顧客が購入・継続使用に至るまでの動線を具体的なプロセスに落とし込んだものを「カスタマージャーニー」という。企業がカスタマージャーニーを策定する過程では、部門の壁を越えた議論が活発になるほか、社員のやる気がアップするというメリットも期待できるという。本稿は、青嶋 稔『売上目標を捨てよう』(インターナショナル新書、集英社インターナショナル)の一部を抜粋・編集したものです。
部門間の壁を越えた議論には
知見を共有する姿勢が必要
カスタマージャーニーとは、顧客がどのように関心抱き、関心事に対してどう情報を探索し、収集された情報からどのように意思決定し、商品・サービスを選び、購入してどんな使用体験をし、再購入・継続利用に至るのか……、という一連のプロセスを「旅」(ジャーニー)に見立てたものだ。顧客が購入・継続使用に至るまでの動線のことを指す。

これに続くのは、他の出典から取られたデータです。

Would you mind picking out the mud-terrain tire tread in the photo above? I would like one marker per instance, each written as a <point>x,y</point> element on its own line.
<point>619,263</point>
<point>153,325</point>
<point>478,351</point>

今回は、数あるカスタマージャーニーのメリットのなかから2つピックアップして紹介する。
1:全社の部門連携での議論が活発になる
企業がカスタマージャーニーを描くとき、顧客がどのようなプロセスをたどり、関心を持ち、情報収集から意思決定をしていくのか、部門間の壁を越えて検討することになる。
顧客のタッチポイント(企業や商品との接点)は多様化しており、営業担当者以外にもコールセンター、サービス部門、ウェブサイト構築部門など、様々な部門が顧客に接している。自社の商品やサービス、企業ブランドの価値を維持し、向上させるためにはる接点における顧客体験を重視しなければならない。
ただ、これは言葉でいうほど簡単ではない。営業部門、ウェブサイト構築部門、コールセンターなど、どの部門も自部門の顧客接点でしか考えてこなかったのだから、顧客に対する捉え方が狭くなりがちなのだ。会社組織というのは、常に共通して実現したい姿を明確にしておかないと、部門間のセクショナリズムが強くなる。